It makes perfect sense that William Lee Ellis is on the same label with Mark Lemhouse. The two are basically cast in much the same mold: highly eclectic purveyors of a spectrum of roots-based musics, gents who can perform immaculately in or out of genre. In Conqueroo, Ellis vends a dauntingly crafted dozen+ cuts of gospel (My Religion Too), near-Claptony acoustic heartache (Where Would I Go?), bayou blues slur and sway (Everything Changes but You), and much more.
Like his compeer, Ellis has his preferences. Where Lemhouse sticks closer to the road, to the grit and tooth of things, Ellis takes a folkier approach. His version of Maybelline is a good deal more blues-folksy than Berry's original, but there's a little secret here: Ellis is the godson and namesake of the legendary Bill Monroe and the son of world-famed Tony Ellis, thus the guy has a lineage, one that includes in the mountains of Appalachia alongside the darksome bayous of the South, and, thus, he escorts the namesake of Berry's song back to her grittier origins. Honey Take Your Leave is a country and western layback with mountain tangs ending as a folky jaunt.
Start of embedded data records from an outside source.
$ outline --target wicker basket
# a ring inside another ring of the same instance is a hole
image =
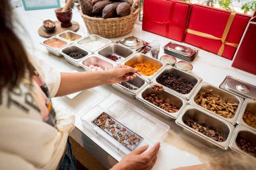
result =
[[[135,0],[131,8],[131,13],[127,16],[113,18],[98,18],[84,15],[80,10],[82,17],[90,34],[97,34],[104,38],[116,38],[130,33],[136,22],[139,9],[138,0]]]

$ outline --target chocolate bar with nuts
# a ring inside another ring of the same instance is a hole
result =
[[[92,122],[130,151],[136,148],[143,138],[103,112]]]

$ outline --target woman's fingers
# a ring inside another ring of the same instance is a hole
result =
[[[155,144],[155,145],[153,146],[153,147],[152,147],[150,149],[150,151],[148,151],[147,154],[148,154],[150,157],[153,157],[154,155],[157,154],[157,153],[159,151],[160,147],[160,143],[157,142],[156,144]]]
[[[134,151],[131,152],[131,153],[135,154],[135,155],[139,155],[145,152],[146,150],[148,149],[148,144],[143,146],[140,147],[139,148],[135,150]]]
[[[158,157],[156,155],[156,156],[152,159],[152,162],[151,162],[151,165],[150,165],[150,169],[152,169],[152,167],[153,167],[154,165],[155,165],[155,163],[156,163],[157,159],[158,159]]]

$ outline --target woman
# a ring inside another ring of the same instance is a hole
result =
[[[28,57],[13,31],[7,0],[0,5],[0,169],[75,169],[68,133],[74,116],[51,98],[135,77],[136,69],[119,66],[105,71],[59,73]],[[150,169],[157,143],[125,156],[113,169]]]

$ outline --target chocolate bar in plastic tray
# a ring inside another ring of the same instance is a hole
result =
[[[170,128],[113,94],[83,112],[83,126],[123,155],[146,144],[152,146],[162,141]]]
Then, of course, there's the jitterbuggin' Rider on Your Soul and its grasshopper slide burning through the tall grass alongside Larry Nager's righteous tappity washboard.
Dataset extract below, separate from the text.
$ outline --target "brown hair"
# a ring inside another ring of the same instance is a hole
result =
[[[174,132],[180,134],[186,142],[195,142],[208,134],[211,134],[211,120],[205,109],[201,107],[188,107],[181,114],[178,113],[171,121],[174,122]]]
All the cuts on Conqueroo are exceptionally deceptive, claiming only a few players on each yet filled to the brim with excellent musicianship so absorbing that you never notice the spare roster. Ellis is a master of his craft and makes the whole thing seem effortless while daunting. Didn't hurt, either, that he signed to the riveting Yellow Dog label, which has perfectionist ways and an intense love of roots 'n blues. Somewhere, Unka Bill Monroe is smiling from ear to ear.